Eric Jones, who was born in Dover in March 1938 was one of three Snowdown Colliery Welfare youngsters recommended to City by former player (then manager at Snowdown) Harry Barratt in 1955. Eric, George Curtis and goalkeeper Alf Bentley all signed for the club. A centre-half, Eric made his debut as an 18-year old in a home game with Brentford in November 1956 but was unable to get a regular first-team place because of the form of his friend Curtis and played only 16 first-team games in seven seasons. After being released in 1961 Eric was a teacher at Binley Park School. He didn't give up football however and captained Nuneaton Borough's Southern League side. He passed away in 1987.

                                              1960 City team with Eric Jones front row, far right.

Sunday 4 September 2016

Jim's column 3.9.2016

The re-named, re-launched Football League Trophy (for the time-being called the Checkatrade Trophy) kicked off this week with the Sky Blues entertaining West Ham's Under 23 team and emerging with a 4-2 victory. I am not in favour of the 'pilot' re-structuring which sees a number of Premiership & Championship club's Under 23 teams participating in the new group stages. Fans around the country turned their backs on the competition this week with the vast majority of attendances for the first round of matches under 1,000 and some as low as 400. There were 2,091 at the Ricoh – an attendance only topped at Bramall Lane – and the pitiful crowds may convince the Football League that they have made a mistake. Billed as ‘innovation’, a phrase that is not always a good thing, first impressions are that this is a half baked solution to a problem that never existed in the first place and one that pleases no one, especially the fans.

It's still not clear to fans why the FL made these radical changes and it does not bode well for next summer when the 72 League clubs vote on a major restructuring of the League to expand the current three divisions of 24 clubs to four divisions of 20. Coventry City have always been known as innovators, especially under Jimmy Hill and Derrick Robins, but the latest changes and the proposals on the table next summer would surely have those two giants from the club's history turning in their graves.

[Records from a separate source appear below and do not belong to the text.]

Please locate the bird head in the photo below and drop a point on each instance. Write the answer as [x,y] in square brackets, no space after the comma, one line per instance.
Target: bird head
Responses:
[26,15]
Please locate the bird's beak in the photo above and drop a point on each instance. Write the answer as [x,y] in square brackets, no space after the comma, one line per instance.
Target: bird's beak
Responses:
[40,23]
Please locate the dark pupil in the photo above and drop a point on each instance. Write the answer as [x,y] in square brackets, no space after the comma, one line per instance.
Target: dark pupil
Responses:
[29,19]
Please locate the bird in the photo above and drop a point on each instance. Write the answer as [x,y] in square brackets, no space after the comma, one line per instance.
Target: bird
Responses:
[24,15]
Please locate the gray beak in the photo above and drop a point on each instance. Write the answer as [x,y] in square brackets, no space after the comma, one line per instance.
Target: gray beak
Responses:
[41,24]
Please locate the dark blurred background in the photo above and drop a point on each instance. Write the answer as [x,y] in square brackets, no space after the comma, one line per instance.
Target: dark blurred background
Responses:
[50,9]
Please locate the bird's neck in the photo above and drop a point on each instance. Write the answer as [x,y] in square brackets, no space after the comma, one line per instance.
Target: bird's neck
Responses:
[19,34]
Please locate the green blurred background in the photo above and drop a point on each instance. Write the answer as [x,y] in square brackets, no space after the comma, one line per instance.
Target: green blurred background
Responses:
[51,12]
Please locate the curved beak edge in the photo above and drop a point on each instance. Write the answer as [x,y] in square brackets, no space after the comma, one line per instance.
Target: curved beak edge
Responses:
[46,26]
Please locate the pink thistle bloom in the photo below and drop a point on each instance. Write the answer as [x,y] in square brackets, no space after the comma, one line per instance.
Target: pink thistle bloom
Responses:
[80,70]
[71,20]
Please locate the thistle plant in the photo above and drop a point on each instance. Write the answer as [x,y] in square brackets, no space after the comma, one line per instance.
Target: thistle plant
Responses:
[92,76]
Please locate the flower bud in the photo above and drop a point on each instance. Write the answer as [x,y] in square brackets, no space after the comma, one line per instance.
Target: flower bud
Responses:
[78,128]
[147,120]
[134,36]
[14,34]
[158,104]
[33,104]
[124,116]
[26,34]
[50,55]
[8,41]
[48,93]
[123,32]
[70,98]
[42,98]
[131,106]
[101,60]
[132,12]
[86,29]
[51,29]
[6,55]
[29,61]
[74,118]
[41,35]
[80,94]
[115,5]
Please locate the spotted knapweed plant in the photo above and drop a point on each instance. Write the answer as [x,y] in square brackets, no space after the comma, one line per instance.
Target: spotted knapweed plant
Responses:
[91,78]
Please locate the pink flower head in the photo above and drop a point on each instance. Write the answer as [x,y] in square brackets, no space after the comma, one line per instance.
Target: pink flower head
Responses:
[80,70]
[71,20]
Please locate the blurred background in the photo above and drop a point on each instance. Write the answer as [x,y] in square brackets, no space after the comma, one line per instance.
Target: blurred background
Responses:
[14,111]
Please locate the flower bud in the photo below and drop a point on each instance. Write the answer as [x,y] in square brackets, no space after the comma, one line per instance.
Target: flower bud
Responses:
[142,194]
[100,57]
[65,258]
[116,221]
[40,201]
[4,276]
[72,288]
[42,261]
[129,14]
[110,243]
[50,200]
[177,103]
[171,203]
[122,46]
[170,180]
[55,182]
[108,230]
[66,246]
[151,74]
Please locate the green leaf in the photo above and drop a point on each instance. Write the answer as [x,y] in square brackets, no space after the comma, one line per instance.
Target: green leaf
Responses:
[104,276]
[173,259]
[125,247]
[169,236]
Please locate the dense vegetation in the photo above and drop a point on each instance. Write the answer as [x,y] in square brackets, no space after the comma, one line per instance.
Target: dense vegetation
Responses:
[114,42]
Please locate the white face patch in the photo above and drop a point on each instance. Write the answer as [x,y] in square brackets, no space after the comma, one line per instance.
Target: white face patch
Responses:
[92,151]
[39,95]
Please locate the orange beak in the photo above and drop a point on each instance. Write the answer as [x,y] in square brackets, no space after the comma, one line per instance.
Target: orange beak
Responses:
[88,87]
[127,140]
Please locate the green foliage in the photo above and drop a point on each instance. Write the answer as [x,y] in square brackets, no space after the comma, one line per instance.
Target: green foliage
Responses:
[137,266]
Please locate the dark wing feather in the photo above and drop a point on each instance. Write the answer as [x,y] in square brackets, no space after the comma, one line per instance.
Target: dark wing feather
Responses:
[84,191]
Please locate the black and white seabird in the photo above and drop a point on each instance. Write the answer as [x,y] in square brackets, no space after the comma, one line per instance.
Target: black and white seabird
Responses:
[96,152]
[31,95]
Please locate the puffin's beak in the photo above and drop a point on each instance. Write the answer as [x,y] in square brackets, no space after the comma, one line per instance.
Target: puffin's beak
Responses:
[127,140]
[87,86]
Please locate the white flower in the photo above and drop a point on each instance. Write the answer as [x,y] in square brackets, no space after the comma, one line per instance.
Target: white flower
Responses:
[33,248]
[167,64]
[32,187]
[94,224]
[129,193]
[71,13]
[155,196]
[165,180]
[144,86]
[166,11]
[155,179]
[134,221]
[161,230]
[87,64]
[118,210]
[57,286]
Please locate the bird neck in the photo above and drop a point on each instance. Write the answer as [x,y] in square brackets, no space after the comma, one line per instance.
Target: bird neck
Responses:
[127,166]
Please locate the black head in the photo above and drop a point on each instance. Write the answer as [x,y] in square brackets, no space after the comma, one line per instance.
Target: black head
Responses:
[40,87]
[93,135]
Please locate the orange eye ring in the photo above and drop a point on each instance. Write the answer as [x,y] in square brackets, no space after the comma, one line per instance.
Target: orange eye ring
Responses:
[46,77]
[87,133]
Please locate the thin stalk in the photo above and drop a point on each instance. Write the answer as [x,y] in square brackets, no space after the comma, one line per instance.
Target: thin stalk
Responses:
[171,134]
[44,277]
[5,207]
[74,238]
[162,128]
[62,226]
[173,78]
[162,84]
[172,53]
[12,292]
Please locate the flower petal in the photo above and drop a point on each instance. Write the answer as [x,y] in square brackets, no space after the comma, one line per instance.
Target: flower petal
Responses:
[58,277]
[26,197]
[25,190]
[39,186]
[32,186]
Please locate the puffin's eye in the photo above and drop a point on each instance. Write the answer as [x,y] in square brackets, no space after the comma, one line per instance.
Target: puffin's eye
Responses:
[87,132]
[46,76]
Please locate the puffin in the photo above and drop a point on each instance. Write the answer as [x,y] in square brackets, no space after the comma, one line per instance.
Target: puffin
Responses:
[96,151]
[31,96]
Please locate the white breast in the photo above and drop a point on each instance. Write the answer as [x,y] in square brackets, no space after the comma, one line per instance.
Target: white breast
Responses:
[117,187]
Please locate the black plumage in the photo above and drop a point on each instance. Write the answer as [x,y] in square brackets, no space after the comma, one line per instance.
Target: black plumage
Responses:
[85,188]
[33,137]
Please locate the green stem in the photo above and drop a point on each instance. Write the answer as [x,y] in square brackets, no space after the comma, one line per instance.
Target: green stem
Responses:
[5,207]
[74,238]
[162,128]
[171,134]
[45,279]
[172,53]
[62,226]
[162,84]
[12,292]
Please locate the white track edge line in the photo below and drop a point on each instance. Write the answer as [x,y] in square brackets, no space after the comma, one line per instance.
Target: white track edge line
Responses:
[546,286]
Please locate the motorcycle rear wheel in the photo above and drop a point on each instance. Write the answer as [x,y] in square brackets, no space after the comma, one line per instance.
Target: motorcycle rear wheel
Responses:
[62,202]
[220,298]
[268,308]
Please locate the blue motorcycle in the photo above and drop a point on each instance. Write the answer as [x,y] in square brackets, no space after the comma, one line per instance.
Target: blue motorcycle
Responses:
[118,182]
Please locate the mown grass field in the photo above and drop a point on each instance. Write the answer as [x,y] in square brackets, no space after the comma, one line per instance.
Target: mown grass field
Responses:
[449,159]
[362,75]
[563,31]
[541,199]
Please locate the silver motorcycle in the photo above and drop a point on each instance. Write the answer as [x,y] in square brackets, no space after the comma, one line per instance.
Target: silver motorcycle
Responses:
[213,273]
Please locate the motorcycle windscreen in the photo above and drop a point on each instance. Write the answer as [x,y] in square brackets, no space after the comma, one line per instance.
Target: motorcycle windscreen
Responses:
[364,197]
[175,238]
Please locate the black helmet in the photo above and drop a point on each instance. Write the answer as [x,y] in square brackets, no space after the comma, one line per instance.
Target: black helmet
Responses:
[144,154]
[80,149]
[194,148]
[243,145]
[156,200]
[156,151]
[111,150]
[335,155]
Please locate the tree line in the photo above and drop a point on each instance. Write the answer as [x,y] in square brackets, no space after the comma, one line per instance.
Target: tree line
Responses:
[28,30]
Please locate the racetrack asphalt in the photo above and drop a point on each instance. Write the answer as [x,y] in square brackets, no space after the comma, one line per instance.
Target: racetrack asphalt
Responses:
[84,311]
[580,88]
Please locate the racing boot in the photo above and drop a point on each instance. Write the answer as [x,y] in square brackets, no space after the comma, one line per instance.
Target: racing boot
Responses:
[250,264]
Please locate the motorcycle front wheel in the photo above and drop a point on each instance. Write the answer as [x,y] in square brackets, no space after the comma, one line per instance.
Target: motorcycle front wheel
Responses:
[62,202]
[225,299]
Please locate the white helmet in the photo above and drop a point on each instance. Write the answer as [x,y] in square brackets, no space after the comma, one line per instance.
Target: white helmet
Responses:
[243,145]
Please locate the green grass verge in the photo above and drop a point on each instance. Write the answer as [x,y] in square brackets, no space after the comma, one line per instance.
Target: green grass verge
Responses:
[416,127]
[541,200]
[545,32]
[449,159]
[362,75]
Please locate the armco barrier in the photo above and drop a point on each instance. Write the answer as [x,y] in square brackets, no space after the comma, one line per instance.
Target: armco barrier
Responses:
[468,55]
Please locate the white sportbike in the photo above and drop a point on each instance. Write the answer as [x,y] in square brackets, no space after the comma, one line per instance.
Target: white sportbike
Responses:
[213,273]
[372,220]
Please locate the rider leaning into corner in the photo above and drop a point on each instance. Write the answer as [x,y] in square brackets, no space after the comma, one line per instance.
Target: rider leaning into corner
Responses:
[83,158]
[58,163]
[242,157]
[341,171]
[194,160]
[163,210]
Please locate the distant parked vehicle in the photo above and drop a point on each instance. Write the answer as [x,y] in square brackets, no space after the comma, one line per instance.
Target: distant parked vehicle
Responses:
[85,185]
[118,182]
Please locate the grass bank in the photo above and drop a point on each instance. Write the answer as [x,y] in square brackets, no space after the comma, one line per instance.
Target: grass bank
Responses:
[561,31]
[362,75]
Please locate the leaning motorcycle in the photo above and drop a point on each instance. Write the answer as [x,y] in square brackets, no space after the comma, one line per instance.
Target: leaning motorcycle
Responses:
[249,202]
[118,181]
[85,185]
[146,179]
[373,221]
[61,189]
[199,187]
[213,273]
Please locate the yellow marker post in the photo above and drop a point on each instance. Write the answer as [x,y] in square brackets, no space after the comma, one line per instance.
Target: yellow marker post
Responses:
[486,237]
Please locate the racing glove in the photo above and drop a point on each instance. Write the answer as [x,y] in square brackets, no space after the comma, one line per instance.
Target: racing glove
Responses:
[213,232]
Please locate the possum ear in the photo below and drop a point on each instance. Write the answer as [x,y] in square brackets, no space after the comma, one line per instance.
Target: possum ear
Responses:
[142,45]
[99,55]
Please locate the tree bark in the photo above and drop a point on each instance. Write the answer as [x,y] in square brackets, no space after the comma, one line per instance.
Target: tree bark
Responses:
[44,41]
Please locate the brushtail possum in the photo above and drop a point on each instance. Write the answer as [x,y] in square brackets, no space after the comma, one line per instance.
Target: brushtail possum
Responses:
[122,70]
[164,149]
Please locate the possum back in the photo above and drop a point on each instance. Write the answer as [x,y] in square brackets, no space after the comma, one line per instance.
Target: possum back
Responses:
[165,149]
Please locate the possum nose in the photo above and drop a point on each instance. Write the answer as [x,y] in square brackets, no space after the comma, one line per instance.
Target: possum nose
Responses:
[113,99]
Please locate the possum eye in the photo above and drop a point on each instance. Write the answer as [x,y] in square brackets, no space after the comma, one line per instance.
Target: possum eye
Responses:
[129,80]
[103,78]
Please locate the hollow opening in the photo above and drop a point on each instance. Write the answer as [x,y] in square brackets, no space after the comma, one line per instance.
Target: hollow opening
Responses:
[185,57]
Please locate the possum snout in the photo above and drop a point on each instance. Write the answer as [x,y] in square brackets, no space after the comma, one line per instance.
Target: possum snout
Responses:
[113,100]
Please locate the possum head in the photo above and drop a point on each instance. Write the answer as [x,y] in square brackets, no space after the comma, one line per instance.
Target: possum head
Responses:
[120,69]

There are still however some benefits of the re-jigged competition, primarily a Wembley final. Try telling the 40,000 Oxford United fans who followed their team to Wembley for last year's final that the competition is a waste of time. And, if the Sky Blues happen to get a whiff of Wembley in their nostrils, the fans will turn out in hordes, as they did in 2013 when over 31,000 watched the Crewe game.

Many people have asked me this week how Tuesday night's crowd ranks in the club's all-time low crowds. Putting aside the attendances at Sixfields (there were 12 crowds below 2,000 there with the lowest 1,214 v Hartlepool in the FA Cup) the lowest in the club's time in the Football League (post-1919) for senior games are as follows:

1,086 v Millwall (Full Members Cup) 1985-86
2,059 v Crystal Palace (Division Three South) 1927-28
2,091 v West Ham Under 23s (Football League Trophy) 2016-17
3,781 v Wimbledon (Full Members Cup) 1989-90
3,974 v Newport County (Division Three South) 1954-55
4,744 v Hartlepools (Division Three North) 1925-26
4,785 v QPR (Division Three South) 1953-54
4,976 v Portsmouth (League Cup) 2016-17

I'm pretty sure the next game in the competition (at home to Northampton on 4th October) will generate a larger crowd than Tuesday's, and with one win under their belts there is a good opportunity to progress in the trophy.